労働力や人材の不足が国内で続くなか、中小企業経営と外国人の人材雇用などを考えるイベントが7月17日、四日市商工会議所であり、オンラインを含め約70人が参加した。外国人の定住、地域住民との融和など課題をどう解決するか、企業の実際の事例なども参考に、職場で外国人とどう向き合うかを考えた。
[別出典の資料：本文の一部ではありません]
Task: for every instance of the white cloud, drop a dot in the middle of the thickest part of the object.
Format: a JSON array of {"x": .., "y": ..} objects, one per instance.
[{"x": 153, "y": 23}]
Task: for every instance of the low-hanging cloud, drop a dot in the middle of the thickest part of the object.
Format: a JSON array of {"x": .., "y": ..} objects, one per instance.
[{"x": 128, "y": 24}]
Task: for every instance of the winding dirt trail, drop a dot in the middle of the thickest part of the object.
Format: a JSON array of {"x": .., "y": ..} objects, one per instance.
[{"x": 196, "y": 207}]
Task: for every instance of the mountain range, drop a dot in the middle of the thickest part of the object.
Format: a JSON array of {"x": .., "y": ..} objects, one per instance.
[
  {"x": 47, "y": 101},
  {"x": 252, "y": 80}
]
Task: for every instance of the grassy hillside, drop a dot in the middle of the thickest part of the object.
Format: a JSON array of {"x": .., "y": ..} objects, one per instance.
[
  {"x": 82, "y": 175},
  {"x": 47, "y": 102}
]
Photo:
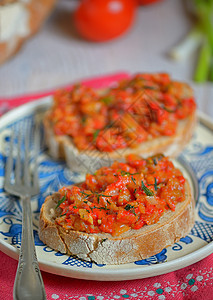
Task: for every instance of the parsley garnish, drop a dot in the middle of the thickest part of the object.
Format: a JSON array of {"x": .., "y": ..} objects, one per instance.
[
  {"x": 131, "y": 208},
  {"x": 147, "y": 191},
  {"x": 133, "y": 179},
  {"x": 127, "y": 173},
  {"x": 95, "y": 134},
  {"x": 60, "y": 201},
  {"x": 155, "y": 185}
]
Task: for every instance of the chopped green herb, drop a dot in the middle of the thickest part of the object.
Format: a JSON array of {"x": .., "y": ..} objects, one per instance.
[
  {"x": 133, "y": 179},
  {"x": 63, "y": 215},
  {"x": 60, "y": 201},
  {"x": 155, "y": 185},
  {"x": 147, "y": 191},
  {"x": 127, "y": 173},
  {"x": 131, "y": 208},
  {"x": 95, "y": 134}
]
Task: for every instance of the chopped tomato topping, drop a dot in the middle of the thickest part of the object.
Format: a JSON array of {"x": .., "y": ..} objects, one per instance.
[
  {"x": 136, "y": 110},
  {"x": 123, "y": 196}
]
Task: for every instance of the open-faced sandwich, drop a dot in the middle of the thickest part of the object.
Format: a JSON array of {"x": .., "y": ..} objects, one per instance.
[
  {"x": 146, "y": 114},
  {"x": 120, "y": 214}
]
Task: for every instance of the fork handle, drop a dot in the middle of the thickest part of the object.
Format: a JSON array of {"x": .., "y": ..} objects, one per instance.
[{"x": 28, "y": 282}]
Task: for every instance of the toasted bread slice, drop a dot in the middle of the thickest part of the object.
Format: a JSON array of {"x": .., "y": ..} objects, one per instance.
[{"x": 130, "y": 246}]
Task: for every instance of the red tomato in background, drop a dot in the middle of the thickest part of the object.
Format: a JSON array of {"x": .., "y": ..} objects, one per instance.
[
  {"x": 146, "y": 2},
  {"x": 102, "y": 20}
]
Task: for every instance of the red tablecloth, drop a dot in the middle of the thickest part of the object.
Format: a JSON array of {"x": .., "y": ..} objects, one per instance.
[{"x": 193, "y": 282}]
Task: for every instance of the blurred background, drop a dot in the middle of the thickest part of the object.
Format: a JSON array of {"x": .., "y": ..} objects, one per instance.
[{"x": 72, "y": 42}]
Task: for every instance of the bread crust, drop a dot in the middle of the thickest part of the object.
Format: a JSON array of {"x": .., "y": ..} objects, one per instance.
[
  {"x": 62, "y": 147},
  {"x": 130, "y": 246}
]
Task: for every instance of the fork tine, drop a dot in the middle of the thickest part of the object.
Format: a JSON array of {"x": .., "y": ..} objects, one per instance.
[
  {"x": 26, "y": 177},
  {"x": 9, "y": 163},
  {"x": 18, "y": 162},
  {"x": 36, "y": 154}
]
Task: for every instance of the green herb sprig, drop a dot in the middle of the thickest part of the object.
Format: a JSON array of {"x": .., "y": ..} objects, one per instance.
[
  {"x": 146, "y": 190},
  {"x": 60, "y": 201}
]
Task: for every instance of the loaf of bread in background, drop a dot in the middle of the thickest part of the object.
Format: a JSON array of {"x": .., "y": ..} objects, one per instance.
[{"x": 19, "y": 20}]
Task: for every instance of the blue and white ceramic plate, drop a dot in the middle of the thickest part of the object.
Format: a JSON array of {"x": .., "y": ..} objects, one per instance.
[{"x": 196, "y": 162}]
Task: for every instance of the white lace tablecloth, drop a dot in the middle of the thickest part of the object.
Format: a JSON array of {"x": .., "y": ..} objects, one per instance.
[{"x": 57, "y": 56}]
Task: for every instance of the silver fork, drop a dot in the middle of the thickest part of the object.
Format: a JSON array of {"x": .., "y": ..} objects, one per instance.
[{"x": 28, "y": 282}]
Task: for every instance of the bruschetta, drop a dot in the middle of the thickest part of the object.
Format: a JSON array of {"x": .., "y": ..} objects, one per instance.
[
  {"x": 146, "y": 114},
  {"x": 120, "y": 214}
]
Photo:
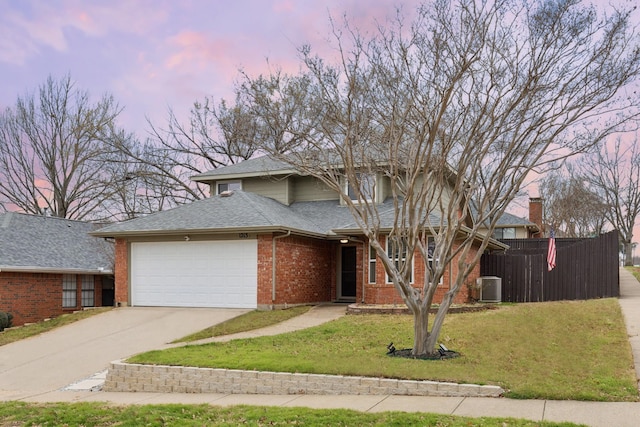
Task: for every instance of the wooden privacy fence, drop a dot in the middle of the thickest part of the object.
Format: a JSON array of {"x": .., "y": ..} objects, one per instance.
[{"x": 585, "y": 269}]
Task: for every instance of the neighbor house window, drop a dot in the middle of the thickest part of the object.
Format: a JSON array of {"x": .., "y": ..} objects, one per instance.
[
  {"x": 504, "y": 233},
  {"x": 431, "y": 249},
  {"x": 372, "y": 264},
  {"x": 223, "y": 186},
  {"x": 397, "y": 252},
  {"x": 366, "y": 183},
  {"x": 88, "y": 291},
  {"x": 69, "y": 290}
]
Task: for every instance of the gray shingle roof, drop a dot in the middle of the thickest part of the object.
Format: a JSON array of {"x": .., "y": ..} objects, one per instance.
[
  {"x": 244, "y": 212},
  {"x": 238, "y": 212},
  {"x": 509, "y": 220},
  {"x": 41, "y": 243}
]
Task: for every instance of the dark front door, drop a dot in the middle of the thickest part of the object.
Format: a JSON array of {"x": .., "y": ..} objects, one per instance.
[{"x": 348, "y": 275}]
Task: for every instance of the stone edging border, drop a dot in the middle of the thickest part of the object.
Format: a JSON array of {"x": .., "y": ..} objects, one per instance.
[{"x": 128, "y": 377}]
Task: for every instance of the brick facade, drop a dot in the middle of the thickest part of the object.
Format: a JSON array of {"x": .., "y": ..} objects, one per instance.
[
  {"x": 382, "y": 292},
  {"x": 305, "y": 271},
  {"x": 121, "y": 272},
  {"x": 32, "y": 297}
]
イベントは「外国人材とともに歩む~これからの中小企業経営を考える~」で、四日市市が主催し、公益財団法人四日市市文化まちづくり財団四日市国際交流センターなどが企画した。企業の人材不足は、外国人の能力や労働力に頼らざるを得ない状況になりつつあるとされ、国や企業は外国人が安心して日本で働ける環境を整えることが求められている。イベントは、将来、外国人に選ばれる企業になるためには何が必要なのかを考えるきっかけにしてもらおうと企画された。
森智広市長は開会あいさつで、「市の人口の4%に相当する約12000人が外国籍の方で、すでに25人に1人が外国人。四日市は三重の経済を支える都市であり続ける必要があり、外国人にとっても住みやすく働きやすい環境をつくる必要がある」などと話した。
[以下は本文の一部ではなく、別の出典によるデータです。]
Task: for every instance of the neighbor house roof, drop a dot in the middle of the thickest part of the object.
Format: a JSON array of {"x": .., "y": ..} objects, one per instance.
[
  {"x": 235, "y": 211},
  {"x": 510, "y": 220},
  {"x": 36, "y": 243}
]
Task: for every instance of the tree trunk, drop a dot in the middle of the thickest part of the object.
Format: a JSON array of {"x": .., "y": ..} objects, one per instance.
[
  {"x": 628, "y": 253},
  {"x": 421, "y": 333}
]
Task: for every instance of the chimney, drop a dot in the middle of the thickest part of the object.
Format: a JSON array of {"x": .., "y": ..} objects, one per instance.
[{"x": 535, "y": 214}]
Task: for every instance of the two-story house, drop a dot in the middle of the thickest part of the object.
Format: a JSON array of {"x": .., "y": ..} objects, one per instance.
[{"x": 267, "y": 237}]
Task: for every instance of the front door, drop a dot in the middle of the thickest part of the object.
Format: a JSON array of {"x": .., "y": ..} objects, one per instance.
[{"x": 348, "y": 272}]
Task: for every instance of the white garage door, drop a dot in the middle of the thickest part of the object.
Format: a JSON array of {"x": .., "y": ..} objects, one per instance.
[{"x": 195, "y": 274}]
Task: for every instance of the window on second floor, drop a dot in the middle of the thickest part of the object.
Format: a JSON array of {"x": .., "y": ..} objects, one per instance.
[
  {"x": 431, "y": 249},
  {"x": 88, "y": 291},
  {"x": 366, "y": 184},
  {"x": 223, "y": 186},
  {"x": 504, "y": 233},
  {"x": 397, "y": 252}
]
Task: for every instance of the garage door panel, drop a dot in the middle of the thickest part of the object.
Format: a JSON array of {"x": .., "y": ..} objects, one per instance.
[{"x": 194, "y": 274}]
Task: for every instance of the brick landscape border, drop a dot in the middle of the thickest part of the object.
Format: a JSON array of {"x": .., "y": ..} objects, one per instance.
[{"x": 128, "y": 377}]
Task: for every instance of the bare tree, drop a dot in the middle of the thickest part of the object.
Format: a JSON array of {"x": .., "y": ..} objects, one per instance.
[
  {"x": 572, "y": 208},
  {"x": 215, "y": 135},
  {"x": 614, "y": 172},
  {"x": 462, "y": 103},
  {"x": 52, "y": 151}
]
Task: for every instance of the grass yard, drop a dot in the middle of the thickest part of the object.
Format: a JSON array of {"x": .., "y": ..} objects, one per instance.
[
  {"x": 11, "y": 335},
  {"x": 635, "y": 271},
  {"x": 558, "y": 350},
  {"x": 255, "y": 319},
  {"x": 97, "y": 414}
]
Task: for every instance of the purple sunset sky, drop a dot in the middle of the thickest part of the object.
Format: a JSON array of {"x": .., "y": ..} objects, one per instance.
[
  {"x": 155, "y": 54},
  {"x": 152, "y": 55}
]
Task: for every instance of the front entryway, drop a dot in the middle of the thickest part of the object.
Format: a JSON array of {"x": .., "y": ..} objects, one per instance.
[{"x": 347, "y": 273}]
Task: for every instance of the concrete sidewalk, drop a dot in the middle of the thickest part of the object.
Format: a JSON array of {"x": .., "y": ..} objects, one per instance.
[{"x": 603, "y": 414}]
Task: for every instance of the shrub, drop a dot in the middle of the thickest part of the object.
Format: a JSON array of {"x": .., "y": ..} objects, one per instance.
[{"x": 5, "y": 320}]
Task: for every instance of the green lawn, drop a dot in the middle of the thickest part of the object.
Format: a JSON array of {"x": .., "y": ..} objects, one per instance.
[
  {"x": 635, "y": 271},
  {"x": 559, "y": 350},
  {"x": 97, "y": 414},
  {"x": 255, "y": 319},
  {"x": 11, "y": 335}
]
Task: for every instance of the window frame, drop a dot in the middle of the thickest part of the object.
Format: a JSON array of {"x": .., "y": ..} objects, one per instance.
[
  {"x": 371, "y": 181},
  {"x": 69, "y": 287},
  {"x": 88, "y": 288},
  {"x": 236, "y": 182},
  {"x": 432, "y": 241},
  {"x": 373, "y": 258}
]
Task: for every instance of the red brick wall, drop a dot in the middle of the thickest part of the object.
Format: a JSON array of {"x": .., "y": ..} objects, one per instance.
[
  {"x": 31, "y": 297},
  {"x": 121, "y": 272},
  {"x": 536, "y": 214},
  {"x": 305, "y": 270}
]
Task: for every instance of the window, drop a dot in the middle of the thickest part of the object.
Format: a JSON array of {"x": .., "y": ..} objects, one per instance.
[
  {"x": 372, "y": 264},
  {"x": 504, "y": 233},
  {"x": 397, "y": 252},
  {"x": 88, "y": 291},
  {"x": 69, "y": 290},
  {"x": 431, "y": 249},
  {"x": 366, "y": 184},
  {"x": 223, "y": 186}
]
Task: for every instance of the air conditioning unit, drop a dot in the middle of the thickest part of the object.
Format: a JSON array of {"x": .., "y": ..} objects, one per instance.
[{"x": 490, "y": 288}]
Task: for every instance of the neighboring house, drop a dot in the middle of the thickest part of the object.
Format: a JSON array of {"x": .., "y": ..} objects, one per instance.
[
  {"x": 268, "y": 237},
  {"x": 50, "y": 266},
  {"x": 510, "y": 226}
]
経団連に勤め、その後、研究の道に進んだ一般財団法人ダイバーシティー研究所参与の井上洋さんが「人材不足にどう立ち向かうか~地域企業に外国人材を活用する~」と題して講演。批判も強かった「技能実習生」制度が今後変わっていくことに合わせ、日本語教育を含め、きめ細かく外国人の求めに応じられる社会づくりが必要になることを解説した。
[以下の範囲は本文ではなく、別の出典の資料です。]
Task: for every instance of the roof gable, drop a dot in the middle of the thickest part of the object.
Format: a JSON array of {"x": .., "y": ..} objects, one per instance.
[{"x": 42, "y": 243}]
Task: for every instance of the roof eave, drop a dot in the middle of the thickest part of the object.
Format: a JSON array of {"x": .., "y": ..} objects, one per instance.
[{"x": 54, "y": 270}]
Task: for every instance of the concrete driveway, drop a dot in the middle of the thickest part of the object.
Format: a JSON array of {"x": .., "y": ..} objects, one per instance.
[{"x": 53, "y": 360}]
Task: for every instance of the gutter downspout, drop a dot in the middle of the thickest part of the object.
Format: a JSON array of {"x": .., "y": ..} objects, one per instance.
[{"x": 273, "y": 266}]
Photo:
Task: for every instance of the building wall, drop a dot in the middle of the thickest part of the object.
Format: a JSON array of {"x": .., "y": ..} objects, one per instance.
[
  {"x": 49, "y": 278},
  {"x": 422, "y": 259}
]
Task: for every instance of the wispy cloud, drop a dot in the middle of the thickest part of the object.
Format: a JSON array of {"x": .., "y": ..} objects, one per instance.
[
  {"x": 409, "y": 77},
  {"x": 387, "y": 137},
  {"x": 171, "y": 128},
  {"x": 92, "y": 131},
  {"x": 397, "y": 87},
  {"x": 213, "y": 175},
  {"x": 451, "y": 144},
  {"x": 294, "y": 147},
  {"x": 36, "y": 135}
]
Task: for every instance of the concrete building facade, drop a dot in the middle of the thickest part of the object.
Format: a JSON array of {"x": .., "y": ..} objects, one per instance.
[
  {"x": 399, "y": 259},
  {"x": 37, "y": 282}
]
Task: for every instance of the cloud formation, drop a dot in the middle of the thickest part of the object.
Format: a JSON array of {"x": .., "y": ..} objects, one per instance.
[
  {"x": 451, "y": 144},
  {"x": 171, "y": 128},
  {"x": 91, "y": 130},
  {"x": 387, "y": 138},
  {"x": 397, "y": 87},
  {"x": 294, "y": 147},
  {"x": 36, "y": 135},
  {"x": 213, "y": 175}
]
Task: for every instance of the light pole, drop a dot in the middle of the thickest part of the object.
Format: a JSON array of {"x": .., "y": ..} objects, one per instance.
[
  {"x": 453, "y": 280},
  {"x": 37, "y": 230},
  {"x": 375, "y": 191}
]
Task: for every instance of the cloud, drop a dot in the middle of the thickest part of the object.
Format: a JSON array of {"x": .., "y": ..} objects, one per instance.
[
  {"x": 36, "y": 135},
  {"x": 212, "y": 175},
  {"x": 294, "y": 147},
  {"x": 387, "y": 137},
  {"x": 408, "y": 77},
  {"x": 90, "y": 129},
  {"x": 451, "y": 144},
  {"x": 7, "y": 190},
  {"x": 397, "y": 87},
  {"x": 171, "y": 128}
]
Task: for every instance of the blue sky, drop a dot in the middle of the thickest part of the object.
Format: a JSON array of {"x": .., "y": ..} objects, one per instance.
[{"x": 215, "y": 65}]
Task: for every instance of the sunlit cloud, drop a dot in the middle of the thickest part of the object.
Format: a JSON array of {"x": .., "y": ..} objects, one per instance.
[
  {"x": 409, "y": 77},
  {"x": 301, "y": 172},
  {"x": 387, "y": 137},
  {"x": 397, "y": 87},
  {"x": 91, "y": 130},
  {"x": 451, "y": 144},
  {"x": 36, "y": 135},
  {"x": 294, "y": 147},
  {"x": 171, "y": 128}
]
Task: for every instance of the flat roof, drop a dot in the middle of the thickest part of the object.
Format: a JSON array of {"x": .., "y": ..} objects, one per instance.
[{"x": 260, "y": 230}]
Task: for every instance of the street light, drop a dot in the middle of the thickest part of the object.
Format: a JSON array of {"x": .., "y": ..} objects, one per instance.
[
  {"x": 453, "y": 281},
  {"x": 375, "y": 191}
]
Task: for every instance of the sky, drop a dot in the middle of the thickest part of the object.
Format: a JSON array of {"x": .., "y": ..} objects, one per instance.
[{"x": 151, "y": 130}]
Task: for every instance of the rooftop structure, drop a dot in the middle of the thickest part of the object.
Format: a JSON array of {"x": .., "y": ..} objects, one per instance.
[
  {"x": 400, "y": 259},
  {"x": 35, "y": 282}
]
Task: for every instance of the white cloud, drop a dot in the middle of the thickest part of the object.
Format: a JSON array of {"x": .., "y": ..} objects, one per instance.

講演のあと、外国人の雇用を進めているサカエゴム株式会社(四日市市広永町)製造部製造課課長の下村健人さん、有限会社トーアエンジニアリング(同市海山道町)代表取締役の山本直史さんが、それぞれ会社の取り組みを紹介。コミュニケーションを深める努力や、寮や生活用品を会社が用意し、すぐに安心して働ける環境をつくっていること、宗教や習慣など日本人が軽く考えてしまうことにも配慮する努力などが語られた。閉会後は、井上さんや企業から出席した講師らとの個別相談会が開かれた。